The Green Face (31 page)

Read The Green Face Online

Authors: Gustav Meyrink

Tags: #Literature, #20th Century, #European Literature, #v.5, #Amazon.com, #Retail

At first he had occasionally visited Eva’s grave in the nearby
cemetery, but it was always just a mechanical, mindless walk.
Whenever he tried to tell himself that she was there, under the
earth, and that he ought to feel sorrow, the thought seemed so
absurd that he often forgot to place the flowers he had brought
on the mound, and took them back home with him.

The whole idea of sorrow had become an empty word forhim
and had lost all power over his emotions. Sometimes, when he
pondered on this strange transformation within him, he felt
almost a horror of himself.

In such a mood he was sitting one evening at the window, his
eyes fixed on the setting sun. In front of the house a tall poplar
towered up from a desert of dry, brown grass.
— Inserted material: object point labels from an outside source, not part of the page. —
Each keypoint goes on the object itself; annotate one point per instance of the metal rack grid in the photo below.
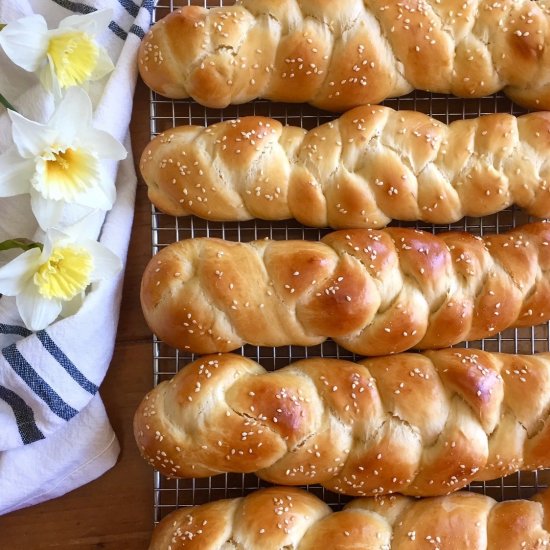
(165, 114)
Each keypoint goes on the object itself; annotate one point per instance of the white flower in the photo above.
(52, 281)
(58, 163)
(63, 57)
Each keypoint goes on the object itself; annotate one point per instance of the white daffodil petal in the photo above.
(106, 263)
(25, 41)
(47, 212)
(30, 138)
(15, 275)
(73, 113)
(36, 311)
(49, 81)
(92, 23)
(15, 174)
(103, 66)
(103, 143)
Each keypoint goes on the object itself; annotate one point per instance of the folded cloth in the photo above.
(54, 432)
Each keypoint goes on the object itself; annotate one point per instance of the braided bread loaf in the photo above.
(279, 518)
(372, 165)
(337, 54)
(375, 292)
(415, 424)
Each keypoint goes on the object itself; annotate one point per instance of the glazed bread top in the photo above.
(374, 292)
(417, 424)
(364, 169)
(338, 54)
(280, 517)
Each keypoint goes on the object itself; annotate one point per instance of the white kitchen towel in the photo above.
(54, 432)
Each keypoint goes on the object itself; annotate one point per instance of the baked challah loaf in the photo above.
(283, 518)
(375, 292)
(337, 54)
(372, 165)
(415, 424)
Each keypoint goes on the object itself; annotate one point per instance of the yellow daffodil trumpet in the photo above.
(50, 280)
(63, 57)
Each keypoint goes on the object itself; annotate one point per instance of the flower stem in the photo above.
(6, 103)
(23, 244)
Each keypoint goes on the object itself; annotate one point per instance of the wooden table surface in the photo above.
(115, 512)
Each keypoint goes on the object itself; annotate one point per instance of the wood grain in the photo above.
(116, 511)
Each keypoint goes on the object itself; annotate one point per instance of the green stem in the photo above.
(3, 100)
(23, 244)
(6, 103)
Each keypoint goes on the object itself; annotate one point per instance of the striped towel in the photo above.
(54, 433)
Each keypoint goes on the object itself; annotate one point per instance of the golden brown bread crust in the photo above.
(338, 54)
(375, 292)
(274, 518)
(418, 424)
(370, 166)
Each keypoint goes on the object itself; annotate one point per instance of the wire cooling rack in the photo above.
(165, 114)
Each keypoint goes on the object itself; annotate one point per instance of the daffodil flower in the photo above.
(63, 57)
(58, 163)
(51, 281)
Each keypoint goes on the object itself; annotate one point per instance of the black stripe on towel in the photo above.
(57, 353)
(14, 329)
(37, 384)
(24, 416)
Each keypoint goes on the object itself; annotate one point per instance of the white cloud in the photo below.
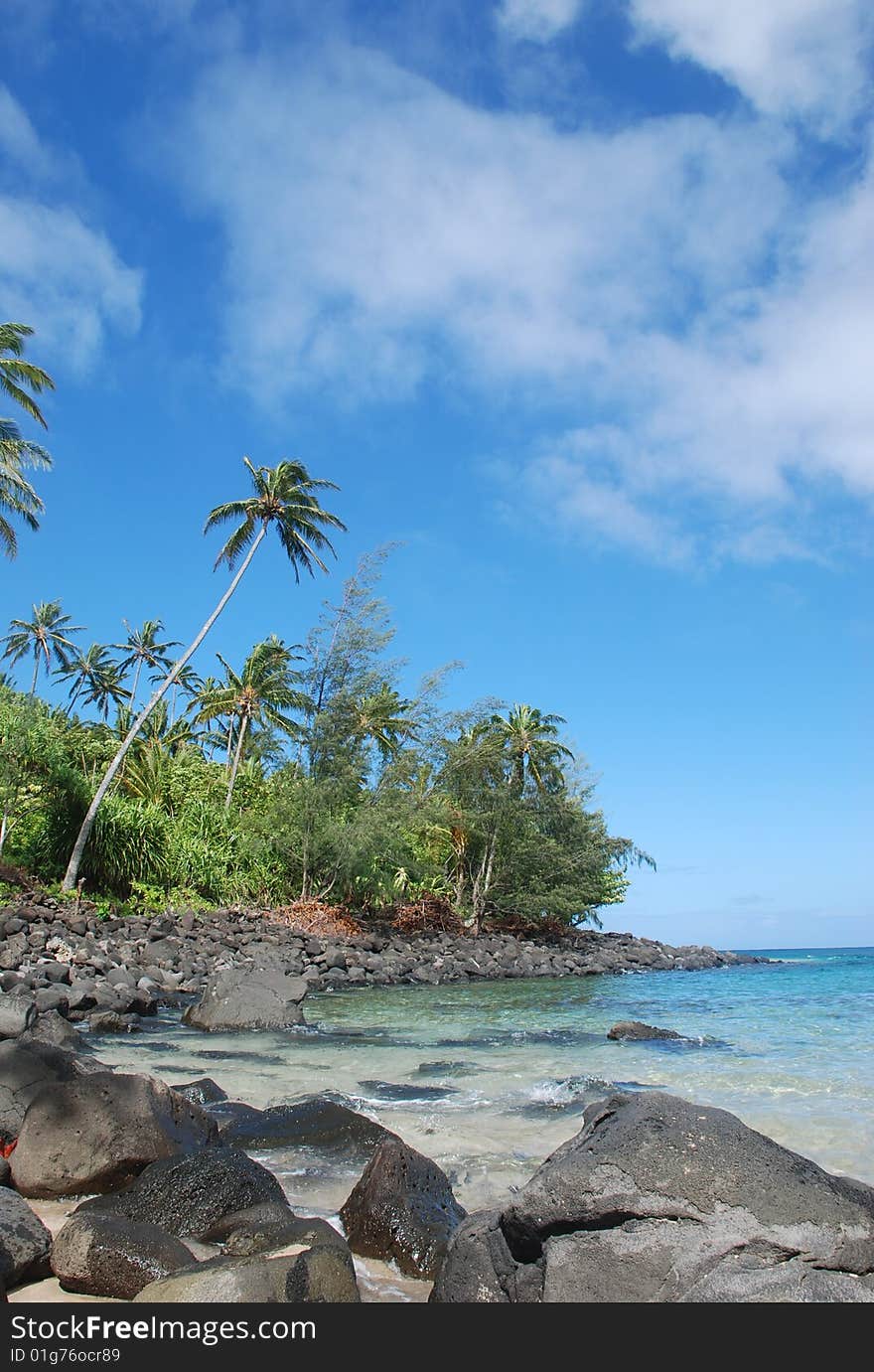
(65, 279)
(790, 57)
(667, 276)
(536, 21)
(20, 141)
(57, 272)
(370, 216)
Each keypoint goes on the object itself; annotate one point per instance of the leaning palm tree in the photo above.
(141, 648)
(286, 500)
(21, 381)
(96, 680)
(258, 697)
(531, 744)
(17, 494)
(47, 637)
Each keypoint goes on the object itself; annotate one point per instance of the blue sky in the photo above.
(575, 299)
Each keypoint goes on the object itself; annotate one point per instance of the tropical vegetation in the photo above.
(305, 771)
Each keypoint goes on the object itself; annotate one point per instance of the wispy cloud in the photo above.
(58, 272)
(790, 57)
(536, 21)
(701, 319)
The only sign of
life far and wide was a tiny patch of green, like an oasis, where
there grew an apple-tree covered in blossom; sometimes the
farmers came to see it, as if they were on a pilgrimage to the site
of a miracle.

As he gazed out over the desolate landscape, a thought came
to him, “Mankind, that eternal phoenix, has burnt itself to ashes
in the course of the centuries; but will it rise again?”

He remembered the apparition of Chidher Green, and his
words came back to him that he had stayed on earth in order to
`give’.

“And what am I doing?” he asked himself. “I have become
a walking corpse, a withered tree like that poplar over there.
Who, apart from myself, knows there is a second, secret life?
Swammerdam set me on the path, and the unknown writer
showed me the way, but I keep all these fruits that destiny has
dropped in my lap for myself. Not even my best friends, Pfeill
and Sephardi, suspect what is going on inside me; they imagine
I have withdrawn to solitude to grieve for Eva. People seem to me like ghosts making their way blindly through life, or like
caterpillars, crawling along the ground, unaware that they have
the seeds of a butterfly inside them; but does that give me the
right to avoid them?”

He leapt up as he felt a sudden violent urge to set off for the
city that very moment, to stand at some street comer, like one
of the many itinerant prophets who were announcing the Day
of Judgment, and scream to the multitude that there was a bridge
linking life on earth with the world beyond. The next moment
he sat down again. “I would only be casting pearls before
swine”, he reflected. “Me masses would not understand me;
they snivel and whine for a god to come down from heaven to
them, only to betray him and crucify him. And the few people
of true worth, the few who are seeking a way of redemption for
themselves, would they listen to me? No. Those who have truth
to give away have fallen into disrepute.” Pfeill came to mind,
who in Hilversum had said he would have to be asked first
whether he was prepared to accept a gift.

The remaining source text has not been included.